Tales from Bleak Metal Falls by Donte Kirby

Tales from Bleak Metal Falls by Donte Kirby

Author:Donte Kirby [Kirby, Donte]
Language: eng
Format: epub
ISBN: 9798885041850
Publisher: New Degree Press
Published: 2022-04-11T09:29:00+00:00


Web of Tales

Mr. Arachni, illustrated by Alex Izegbu. Insta: izegbu.art

“There was no quartah given,” said Mr. Arachni in an accent that had never seen a winter. “Those seeking to deny liberty were given death.” None of this was in the US History textbook. I kept flipping between the chapters on colonization of the Americas and the war for independence but couldn’t find the section he was pulling from. Oz would have known the page and the appendix section with corroborating evidence.

“Give me liberty or give me death,” shouted out a student from the back of the class.

Mr. Arachni rattled off on various topics: Haitian Revolution, Creole revolutions in Mexico, and Gran Colombia. He concluded, “The cost of liberty is death.”

I let out a yawn, full throated and full bodied. Mr. Arachni’s eyes narrowed at me. I shrank into my seat. Ughhh. Chastity definitively would have stood tall.

“Am I boring you, Mr. Johnson?” asked Mr. Arachni.

I quickly tapped my index and middle finger to my thumb, then brought my thumb with an open hand from my temple to my chest, coupled with a series of spastic movements trying to explain. “No sir, you aren’t making me tired. It’s the process of learning and retaining knowledge that’s making me tired.”

Mr. Arachni sized me up with wrinkled maple-colored eyes that could pour over you like molasses. The attention made me feel sticky, and my green sweatshirt felt two sizes too small. The teacher gave a shrug and moved on with his lesson.

Mr. Arachni shot off questions to kids in all corners of the class, which Oz, at the front, couldn’t help but try to intercept. He was bouncing in his seat trying to step in when Kyler was called on and she couldn’t name the slave rebellion that caused the prohibition of education for enslaved and free Black people. Oz was so excited by known knowledge, he mouthed “Southampton Insurrection” like a basketball player practicing his shot before the free throw. The next student was asked, “What rebellion ignited the flames for the passing of the Slavery Abolition Act 1833 in Britain?”
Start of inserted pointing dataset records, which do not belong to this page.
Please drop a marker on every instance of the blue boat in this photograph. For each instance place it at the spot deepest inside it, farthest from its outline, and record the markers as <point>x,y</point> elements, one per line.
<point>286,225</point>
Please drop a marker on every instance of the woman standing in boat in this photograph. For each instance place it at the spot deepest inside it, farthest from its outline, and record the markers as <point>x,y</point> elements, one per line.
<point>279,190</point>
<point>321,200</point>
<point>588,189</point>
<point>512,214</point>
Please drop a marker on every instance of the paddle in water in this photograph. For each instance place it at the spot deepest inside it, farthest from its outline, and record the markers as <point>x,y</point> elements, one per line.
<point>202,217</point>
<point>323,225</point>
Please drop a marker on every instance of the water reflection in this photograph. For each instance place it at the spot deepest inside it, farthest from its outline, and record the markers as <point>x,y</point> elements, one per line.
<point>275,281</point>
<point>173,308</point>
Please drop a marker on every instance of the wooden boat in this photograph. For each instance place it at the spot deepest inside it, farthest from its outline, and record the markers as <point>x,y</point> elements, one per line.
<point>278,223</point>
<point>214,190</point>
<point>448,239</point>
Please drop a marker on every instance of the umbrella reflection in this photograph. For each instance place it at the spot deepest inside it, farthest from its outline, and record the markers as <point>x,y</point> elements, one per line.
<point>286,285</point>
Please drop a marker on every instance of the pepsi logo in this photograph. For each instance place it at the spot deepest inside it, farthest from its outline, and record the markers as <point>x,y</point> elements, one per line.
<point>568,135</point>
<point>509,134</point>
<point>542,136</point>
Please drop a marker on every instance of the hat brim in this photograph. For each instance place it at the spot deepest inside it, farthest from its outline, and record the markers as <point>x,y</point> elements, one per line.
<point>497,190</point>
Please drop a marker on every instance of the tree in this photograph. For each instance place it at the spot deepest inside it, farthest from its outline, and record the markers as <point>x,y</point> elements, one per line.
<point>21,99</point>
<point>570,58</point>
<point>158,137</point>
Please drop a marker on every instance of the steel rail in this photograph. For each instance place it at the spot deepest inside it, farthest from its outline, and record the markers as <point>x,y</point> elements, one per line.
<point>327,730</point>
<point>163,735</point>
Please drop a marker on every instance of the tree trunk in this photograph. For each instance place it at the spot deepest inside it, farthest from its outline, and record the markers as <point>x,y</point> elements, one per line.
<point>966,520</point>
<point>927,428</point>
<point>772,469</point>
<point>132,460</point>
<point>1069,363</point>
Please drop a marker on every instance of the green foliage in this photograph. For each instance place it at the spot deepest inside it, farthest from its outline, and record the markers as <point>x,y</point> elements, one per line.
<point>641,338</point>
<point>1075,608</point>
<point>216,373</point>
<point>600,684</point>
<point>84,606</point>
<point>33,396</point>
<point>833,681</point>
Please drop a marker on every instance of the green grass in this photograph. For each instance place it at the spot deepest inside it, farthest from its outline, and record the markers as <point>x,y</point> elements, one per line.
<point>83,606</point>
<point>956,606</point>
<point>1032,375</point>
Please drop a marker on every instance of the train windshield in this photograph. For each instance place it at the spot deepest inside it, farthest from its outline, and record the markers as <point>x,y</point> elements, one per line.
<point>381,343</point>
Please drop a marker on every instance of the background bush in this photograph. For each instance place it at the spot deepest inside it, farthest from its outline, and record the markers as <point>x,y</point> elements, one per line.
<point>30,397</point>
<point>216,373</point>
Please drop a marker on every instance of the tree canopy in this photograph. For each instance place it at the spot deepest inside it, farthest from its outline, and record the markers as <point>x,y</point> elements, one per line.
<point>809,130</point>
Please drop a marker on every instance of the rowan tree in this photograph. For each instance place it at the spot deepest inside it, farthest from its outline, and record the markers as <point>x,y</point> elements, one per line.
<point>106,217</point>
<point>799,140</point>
I felt my bag vibrating, pulled out my cellphone, and hid it inside my desk while Mr. Arachni interrogated Brandon and his one giant cubic zirconia earring about Caribbean rebellions.

I flipped my phone open to a text from Chastity that read, “BOREDDDDDDDDDDDDDDDDDDDD.” Smiling at the message was my first mistake.

“Mr. Johnson,” said Mr. Arachni.

I looked up from the blue light streaming from the inside of my desk.

“How about you tell us then?”

That was my second mistake. I didn’t at least glance at Oswald before giving answer. I would have seen him mouthing, “The Gloucester County Conspiracy.”

Which led to my third and final mistake, forgetting the time you think past reading a text isn’t always the reality.

I opened the back of my textbook and pointed at Jamaica in a way that said, “The Christmas Rebellion.”

“Detention,” responded Mr. Arachni in a monotone. The verve and bounce in his voice gone, only thinly veiled contempt remained.